Daarnaast blijft dit jaar het meldpunt vanuit de sociale partners bereikbaar.4 Hier kunnen leraren, P-MR-en en andere betrokken die vinden dat het gesprek in de school niet goed is gevoerd of die vinden dat de werkdrukmiddelen niet doelmatig besteed worden, terecht. Tot op heden zijn er slechts enkele meldingen binnen gekomen waar, samen met sociale partners, naar een oplossing is gezocht.

Verder wil ik erop wijzen dat op 5 februari 2019 door uw Kamer het wetsvoorstel Arbeidsmarkt in Balans (Kamerstuk 35 074) is aanvaard. Hier is een wettelijke uitzondering voor het primair onderwijs opgenomen op de ketenbepaling voor tijdelijke contracten voor invalkrachten die zieke leerkrachten vervangen. Met deze uitzondering ondervinden schoolbesturen minder barrières bij het inzetten van invalkrachten. Dit is belangrijke ruimte om, om te gaan met het lerarentekort. Ik ben mij ervan bewust dat deze uitzondering op de ketenbepaling het tekort aan invalkrachten niet als zodanig wegneemt. Daarom zet ik, zoals uw Kamer bekend is, samen met het onderwijs in op een breder pakket aan landelijke en regionale maatregelen om het tekort aan te pakken. Hier wordt aan gewerkt binnen het landelijk overleg lerarentekort.5

Tot slot

Het beschikbaar stellen van geld is een van de voorwaarden om werkdruk op scholen te verminderen. Ik besef dat het belangrijk is om gericht te blijven nadenken over oplossingen om de werkdruk te verlagen. Dat is dan ook wat ik samen met alle betrokkenen in het onderwijs blijf doen.

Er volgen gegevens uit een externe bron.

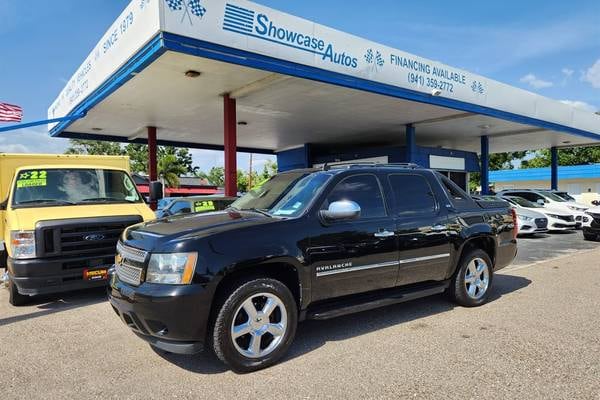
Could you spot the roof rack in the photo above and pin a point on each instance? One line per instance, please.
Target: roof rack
(358, 164)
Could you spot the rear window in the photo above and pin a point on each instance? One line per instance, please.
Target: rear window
(412, 194)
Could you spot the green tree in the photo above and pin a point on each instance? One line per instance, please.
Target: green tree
(94, 147)
(169, 170)
(497, 161)
(568, 156)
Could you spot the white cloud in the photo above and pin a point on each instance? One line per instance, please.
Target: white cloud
(592, 75)
(31, 140)
(580, 104)
(535, 82)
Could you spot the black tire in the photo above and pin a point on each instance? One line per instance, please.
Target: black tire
(230, 308)
(458, 286)
(14, 297)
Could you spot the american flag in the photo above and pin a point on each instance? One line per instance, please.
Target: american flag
(10, 113)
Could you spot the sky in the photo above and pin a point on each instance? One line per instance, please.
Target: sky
(549, 47)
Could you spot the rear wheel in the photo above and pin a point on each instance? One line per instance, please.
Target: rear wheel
(255, 325)
(473, 279)
(14, 297)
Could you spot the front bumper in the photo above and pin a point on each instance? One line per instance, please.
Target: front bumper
(40, 276)
(173, 318)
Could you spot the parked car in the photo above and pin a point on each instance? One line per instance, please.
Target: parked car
(556, 220)
(564, 195)
(531, 216)
(552, 202)
(60, 219)
(308, 244)
(195, 204)
(591, 231)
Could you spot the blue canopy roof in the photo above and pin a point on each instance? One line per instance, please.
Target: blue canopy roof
(538, 174)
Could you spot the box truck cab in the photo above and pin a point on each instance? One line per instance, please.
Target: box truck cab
(60, 219)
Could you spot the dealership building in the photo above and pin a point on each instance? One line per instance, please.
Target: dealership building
(237, 76)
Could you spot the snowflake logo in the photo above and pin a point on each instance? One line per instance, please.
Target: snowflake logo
(374, 59)
(189, 8)
(477, 87)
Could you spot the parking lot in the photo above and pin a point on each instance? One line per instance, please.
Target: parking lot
(536, 338)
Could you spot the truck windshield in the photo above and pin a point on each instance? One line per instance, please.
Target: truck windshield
(49, 187)
(286, 194)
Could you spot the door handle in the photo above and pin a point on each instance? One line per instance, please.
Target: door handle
(439, 228)
(383, 233)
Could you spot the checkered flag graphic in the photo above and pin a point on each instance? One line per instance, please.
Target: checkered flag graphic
(196, 8)
(175, 5)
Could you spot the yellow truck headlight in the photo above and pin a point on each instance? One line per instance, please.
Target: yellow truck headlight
(171, 268)
(22, 244)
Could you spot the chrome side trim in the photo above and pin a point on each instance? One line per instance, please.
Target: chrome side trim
(426, 258)
(358, 268)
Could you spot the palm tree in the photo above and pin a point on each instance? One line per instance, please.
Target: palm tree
(169, 170)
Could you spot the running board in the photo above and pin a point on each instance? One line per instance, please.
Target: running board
(373, 300)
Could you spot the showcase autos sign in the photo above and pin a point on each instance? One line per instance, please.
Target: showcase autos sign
(247, 22)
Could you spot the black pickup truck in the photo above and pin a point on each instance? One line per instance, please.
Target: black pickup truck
(308, 244)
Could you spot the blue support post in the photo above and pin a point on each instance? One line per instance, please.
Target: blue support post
(554, 168)
(485, 165)
(411, 144)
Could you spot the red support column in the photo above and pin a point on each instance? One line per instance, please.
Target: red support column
(230, 144)
(152, 164)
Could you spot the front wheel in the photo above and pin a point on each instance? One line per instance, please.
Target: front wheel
(14, 297)
(590, 236)
(473, 279)
(255, 325)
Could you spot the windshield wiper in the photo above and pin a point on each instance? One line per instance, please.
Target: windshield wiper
(42, 201)
(106, 200)
(262, 211)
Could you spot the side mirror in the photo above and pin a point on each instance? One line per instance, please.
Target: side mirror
(341, 210)
(155, 191)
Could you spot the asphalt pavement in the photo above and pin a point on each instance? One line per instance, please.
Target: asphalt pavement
(537, 338)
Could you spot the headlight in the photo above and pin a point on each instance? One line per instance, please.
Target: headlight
(22, 244)
(171, 268)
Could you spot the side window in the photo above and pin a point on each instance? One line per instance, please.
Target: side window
(457, 195)
(362, 189)
(412, 194)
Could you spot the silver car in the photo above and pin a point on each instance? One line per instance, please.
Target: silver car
(529, 220)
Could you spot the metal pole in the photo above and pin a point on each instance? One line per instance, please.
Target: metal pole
(554, 168)
(411, 144)
(230, 145)
(485, 165)
(152, 163)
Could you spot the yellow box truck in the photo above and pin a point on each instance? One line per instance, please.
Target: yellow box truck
(60, 219)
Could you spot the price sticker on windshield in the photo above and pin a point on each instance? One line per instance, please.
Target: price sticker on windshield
(202, 206)
(31, 179)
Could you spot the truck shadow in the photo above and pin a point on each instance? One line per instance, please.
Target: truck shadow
(312, 335)
(41, 306)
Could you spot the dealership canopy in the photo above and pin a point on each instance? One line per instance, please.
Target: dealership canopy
(174, 65)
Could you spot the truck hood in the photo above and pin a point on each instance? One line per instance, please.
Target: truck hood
(178, 228)
(27, 218)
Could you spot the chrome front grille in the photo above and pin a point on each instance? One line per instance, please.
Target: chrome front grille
(129, 274)
(130, 263)
(131, 253)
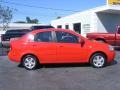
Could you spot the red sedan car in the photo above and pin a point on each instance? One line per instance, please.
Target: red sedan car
(53, 46)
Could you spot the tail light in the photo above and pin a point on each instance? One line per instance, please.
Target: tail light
(10, 47)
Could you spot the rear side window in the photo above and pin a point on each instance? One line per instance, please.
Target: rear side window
(66, 37)
(43, 37)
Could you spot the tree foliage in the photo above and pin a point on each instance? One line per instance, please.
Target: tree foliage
(6, 15)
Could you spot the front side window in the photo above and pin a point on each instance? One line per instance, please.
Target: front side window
(65, 37)
(43, 37)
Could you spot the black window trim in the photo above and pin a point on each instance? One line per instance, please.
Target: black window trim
(44, 41)
(65, 42)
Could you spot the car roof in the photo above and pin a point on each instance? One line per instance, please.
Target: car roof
(53, 29)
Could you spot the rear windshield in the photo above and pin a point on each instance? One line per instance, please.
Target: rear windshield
(41, 27)
(23, 31)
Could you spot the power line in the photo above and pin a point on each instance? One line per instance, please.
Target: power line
(32, 6)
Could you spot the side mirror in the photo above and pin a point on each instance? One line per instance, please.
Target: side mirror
(82, 42)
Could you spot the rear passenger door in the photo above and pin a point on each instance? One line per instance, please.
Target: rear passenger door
(68, 47)
(45, 47)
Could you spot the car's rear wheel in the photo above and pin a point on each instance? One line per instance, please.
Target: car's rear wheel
(98, 60)
(30, 62)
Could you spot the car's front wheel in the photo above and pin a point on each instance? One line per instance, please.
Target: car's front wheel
(30, 62)
(98, 60)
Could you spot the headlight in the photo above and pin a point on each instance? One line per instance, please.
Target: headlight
(111, 48)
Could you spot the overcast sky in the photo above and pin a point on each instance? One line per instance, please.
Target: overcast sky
(47, 10)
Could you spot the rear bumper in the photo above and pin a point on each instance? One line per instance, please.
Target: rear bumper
(13, 57)
(5, 43)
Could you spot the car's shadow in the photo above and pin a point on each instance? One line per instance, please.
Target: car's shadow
(67, 65)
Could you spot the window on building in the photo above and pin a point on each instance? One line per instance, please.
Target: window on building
(65, 37)
(43, 37)
(59, 26)
(67, 26)
(77, 27)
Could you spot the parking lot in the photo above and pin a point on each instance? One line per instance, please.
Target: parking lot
(59, 77)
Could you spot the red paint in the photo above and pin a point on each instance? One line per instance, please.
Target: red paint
(56, 52)
(110, 38)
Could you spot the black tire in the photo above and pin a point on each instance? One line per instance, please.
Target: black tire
(98, 60)
(30, 62)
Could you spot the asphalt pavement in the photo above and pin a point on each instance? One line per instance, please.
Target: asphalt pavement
(59, 77)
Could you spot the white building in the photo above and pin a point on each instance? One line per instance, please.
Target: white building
(100, 19)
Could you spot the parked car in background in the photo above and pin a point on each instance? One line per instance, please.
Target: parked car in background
(57, 46)
(41, 27)
(110, 38)
(10, 34)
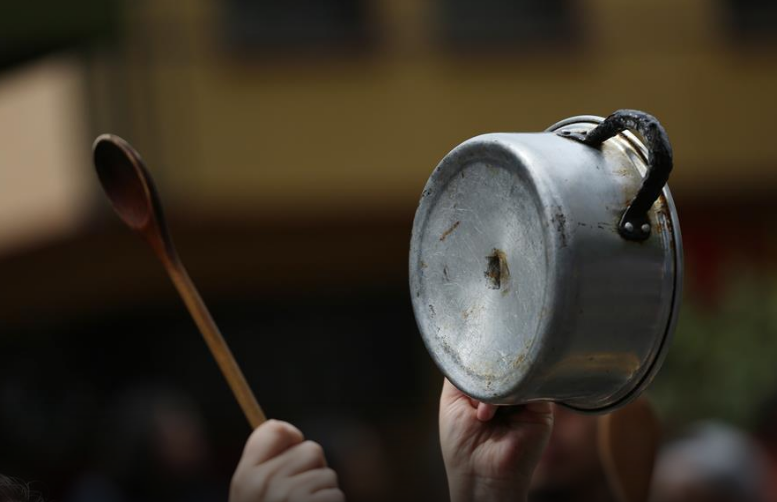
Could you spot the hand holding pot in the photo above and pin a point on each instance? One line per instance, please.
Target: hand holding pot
(490, 456)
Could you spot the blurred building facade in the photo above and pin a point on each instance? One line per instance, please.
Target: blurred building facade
(290, 142)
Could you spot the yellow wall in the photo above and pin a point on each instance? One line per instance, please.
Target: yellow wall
(343, 131)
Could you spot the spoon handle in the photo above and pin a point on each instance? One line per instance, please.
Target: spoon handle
(216, 343)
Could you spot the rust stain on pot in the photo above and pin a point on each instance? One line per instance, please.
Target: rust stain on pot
(559, 222)
(497, 270)
(449, 231)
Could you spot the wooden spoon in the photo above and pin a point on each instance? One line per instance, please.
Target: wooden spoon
(130, 188)
(628, 441)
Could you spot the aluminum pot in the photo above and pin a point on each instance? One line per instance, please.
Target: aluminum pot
(548, 266)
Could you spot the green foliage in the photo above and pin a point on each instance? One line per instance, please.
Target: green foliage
(723, 361)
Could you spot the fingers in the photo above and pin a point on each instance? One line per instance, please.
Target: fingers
(270, 440)
(449, 392)
(303, 457)
(328, 495)
(279, 465)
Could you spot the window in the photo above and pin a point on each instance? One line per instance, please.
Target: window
(752, 20)
(507, 23)
(296, 25)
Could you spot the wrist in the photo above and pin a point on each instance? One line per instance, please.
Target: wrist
(477, 489)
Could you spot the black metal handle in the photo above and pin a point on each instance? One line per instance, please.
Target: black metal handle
(635, 224)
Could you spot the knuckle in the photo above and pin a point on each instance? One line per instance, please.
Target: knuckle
(274, 431)
(314, 449)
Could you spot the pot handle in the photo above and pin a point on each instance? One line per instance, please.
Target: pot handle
(635, 224)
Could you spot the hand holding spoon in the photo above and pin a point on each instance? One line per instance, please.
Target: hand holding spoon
(131, 190)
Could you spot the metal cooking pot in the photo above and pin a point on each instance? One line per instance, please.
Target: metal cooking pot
(548, 266)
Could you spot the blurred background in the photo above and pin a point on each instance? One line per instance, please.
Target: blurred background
(290, 142)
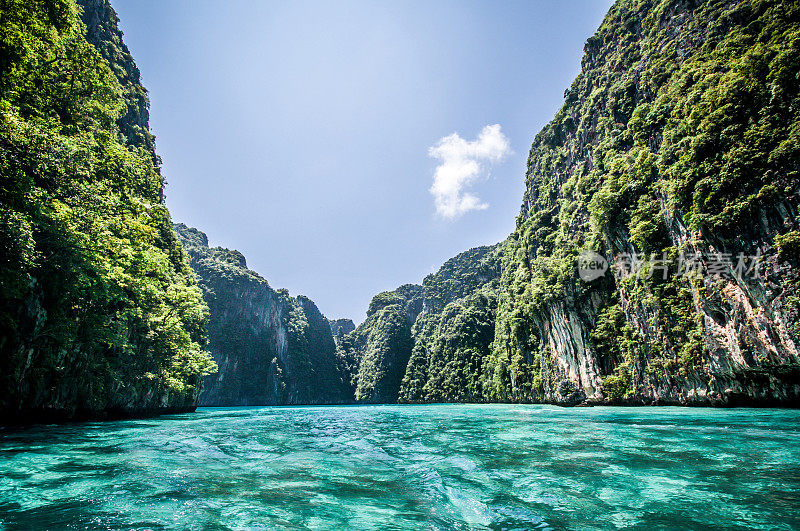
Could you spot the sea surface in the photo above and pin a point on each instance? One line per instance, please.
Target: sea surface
(409, 467)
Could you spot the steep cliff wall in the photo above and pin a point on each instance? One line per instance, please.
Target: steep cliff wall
(99, 314)
(678, 141)
(427, 343)
(270, 348)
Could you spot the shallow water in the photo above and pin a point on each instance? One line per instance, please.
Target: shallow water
(409, 467)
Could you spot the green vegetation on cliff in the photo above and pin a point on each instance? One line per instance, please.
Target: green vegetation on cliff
(271, 348)
(678, 140)
(679, 136)
(99, 313)
(427, 343)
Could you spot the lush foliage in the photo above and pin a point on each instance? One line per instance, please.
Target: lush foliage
(679, 135)
(271, 348)
(98, 307)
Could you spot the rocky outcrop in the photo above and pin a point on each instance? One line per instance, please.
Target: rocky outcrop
(99, 314)
(271, 349)
(341, 327)
(671, 150)
(426, 343)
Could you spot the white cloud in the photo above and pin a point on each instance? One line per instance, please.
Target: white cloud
(462, 163)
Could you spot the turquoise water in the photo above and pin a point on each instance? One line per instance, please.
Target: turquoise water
(409, 467)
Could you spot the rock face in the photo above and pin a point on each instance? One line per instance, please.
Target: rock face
(675, 162)
(99, 313)
(271, 349)
(425, 343)
(677, 141)
(341, 327)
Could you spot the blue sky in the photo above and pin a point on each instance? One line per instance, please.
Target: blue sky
(300, 133)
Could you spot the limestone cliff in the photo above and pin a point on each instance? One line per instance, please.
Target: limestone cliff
(270, 348)
(677, 147)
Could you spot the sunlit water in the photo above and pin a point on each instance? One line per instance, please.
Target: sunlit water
(409, 467)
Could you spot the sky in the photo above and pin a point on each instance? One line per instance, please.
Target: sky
(347, 148)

De Minister voor Basis- en Voortgezet Onderwijs en Media, A. Slob


X Noot
1

Hierbij wordt uitgegaan van een gemiddelde schoolgrootte van 225 leerlingen.

X Noot
5

Partijen die deelnemen aan het landelijk overleg zijn: PO-Raad, VO raad, MBO Raad, VH, VSNU, CNV, AVS en FvOv en vertegenwoordiging uit de G4.